On the Activity and Selectivity of 5-Hydroxymethylfurfural Electrocatalytic Oxidation over Cation-Defective Nickel Hydroxides

Electrocatalytic oxidation as a promising route to produce value-added products from biomass-derived organics has received increasing attention in recent years. However, the efficient conversion of concentrated feedstock solutions with high selectivity and Faradaic efficiency (FE) remains challenging. Herein, we report a cation-defective Ni-based electrocatalyst derived from the surface reconstruction of the NiCo Prussian blue analogue (NiCo PBA) in alkaline media for the efficient oxidation of biomass-derived organics in a high concentration solution.
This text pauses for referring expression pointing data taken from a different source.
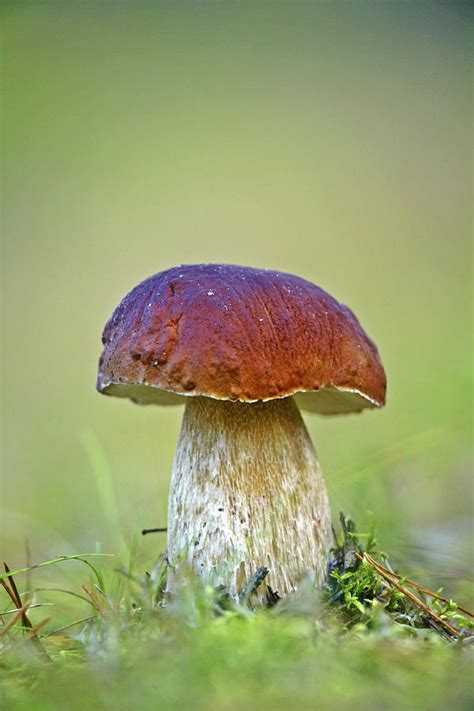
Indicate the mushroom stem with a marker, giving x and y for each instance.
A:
(247, 491)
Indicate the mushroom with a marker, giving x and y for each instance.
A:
(244, 349)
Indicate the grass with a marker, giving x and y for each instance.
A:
(362, 643)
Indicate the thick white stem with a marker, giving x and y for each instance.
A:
(247, 491)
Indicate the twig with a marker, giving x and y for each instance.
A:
(71, 624)
(14, 619)
(146, 531)
(411, 596)
(14, 595)
(253, 584)
(425, 591)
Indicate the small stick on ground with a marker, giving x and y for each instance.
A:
(12, 591)
(392, 579)
(146, 531)
(253, 584)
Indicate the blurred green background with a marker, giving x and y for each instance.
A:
(331, 140)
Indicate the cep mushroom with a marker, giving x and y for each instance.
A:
(244, 349)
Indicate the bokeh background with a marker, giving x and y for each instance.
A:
(331, 140)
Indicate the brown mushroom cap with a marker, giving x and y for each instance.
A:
(237, 333)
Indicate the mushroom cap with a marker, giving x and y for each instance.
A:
(237, 333)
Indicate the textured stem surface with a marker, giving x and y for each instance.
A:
(247, 491)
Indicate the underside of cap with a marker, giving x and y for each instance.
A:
(242, 334)
(326, 401)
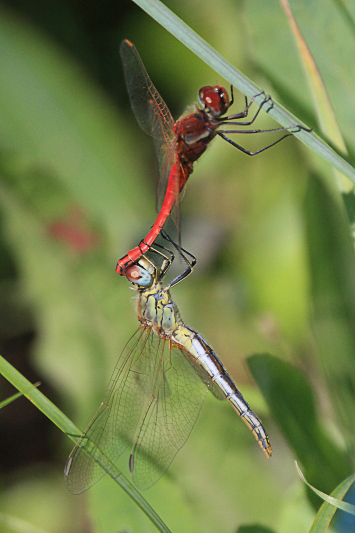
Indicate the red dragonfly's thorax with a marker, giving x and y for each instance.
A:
(193, 134)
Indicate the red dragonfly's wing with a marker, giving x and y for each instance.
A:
(151, 112)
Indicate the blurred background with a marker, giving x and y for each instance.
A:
(77, 191)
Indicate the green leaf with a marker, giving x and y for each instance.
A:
(18, 525)
(254, 529)
(291, 402)
(66, 425)
(209, 55)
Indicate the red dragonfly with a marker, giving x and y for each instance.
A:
(179, 144)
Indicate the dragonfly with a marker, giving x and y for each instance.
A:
(179, 144)
(157, 388)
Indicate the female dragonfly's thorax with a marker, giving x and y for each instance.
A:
(156, 310)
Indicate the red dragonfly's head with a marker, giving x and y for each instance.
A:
(214, 99)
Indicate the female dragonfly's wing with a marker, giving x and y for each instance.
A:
(151, 112)
(113, 426)
(169, 415)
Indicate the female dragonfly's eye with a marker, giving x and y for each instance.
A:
(139, 276)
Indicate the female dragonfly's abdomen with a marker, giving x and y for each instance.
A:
(201, 353)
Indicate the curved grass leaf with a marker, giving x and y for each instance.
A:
(209, 55)
(67, 426)
(291, 402)
(14, 397)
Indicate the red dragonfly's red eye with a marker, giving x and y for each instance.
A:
(215, 98)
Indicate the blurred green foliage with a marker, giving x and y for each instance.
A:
(275, 271)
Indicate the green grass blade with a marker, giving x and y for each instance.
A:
(332, 284)
(67, 426)
(209, 55)
(291, 401)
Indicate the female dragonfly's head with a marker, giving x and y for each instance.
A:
(142, 274)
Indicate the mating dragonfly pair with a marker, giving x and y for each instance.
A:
(166, 369)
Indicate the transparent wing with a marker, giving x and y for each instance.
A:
(112, 427)
(151, 111)
(169, 415)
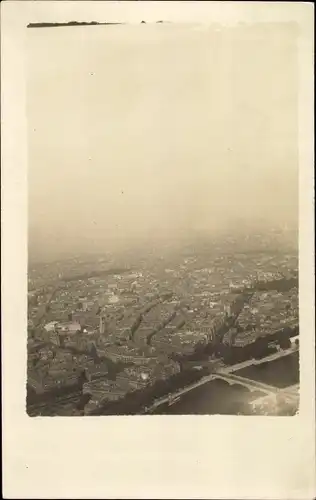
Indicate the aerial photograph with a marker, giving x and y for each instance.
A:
(162, 220)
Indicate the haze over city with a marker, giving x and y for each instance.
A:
(159, 131)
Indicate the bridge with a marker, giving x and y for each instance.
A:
(227, 374)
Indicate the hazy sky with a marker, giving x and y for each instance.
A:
(159, 129)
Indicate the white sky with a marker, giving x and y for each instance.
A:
(157, 129)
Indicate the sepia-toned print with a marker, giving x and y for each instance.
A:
(162, 219)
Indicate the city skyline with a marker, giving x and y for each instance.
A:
(168, 131)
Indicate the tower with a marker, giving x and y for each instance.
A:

Taking 5-hydroxymethylfurfural (HMF) as an example, the NiCo PBA can deliver a satisfactory catalytic performance in terms of high HMF conversion (97%), selectivity to 2,5-furandicarboxylic acid (98%), and FE (100%), even at a concentration as high as 100 mM. Theoretical calculations suggest that the cation defects not only promote the fast conversion of Ni(OH)2 to electrochemically active NiOOH under anodic potential but also enhance the adsorption of HMF onto the active sites and accelerate the spontaneous chemical oxidation. This study provides deep insights into the structural evolution of PBA-based catalysts and reveals the pivotal factor that affects the performance of electrocatalytic oxidation, paving the way to further develop advanced electrocatalysts for efficient oxidation reactions with a high concentration.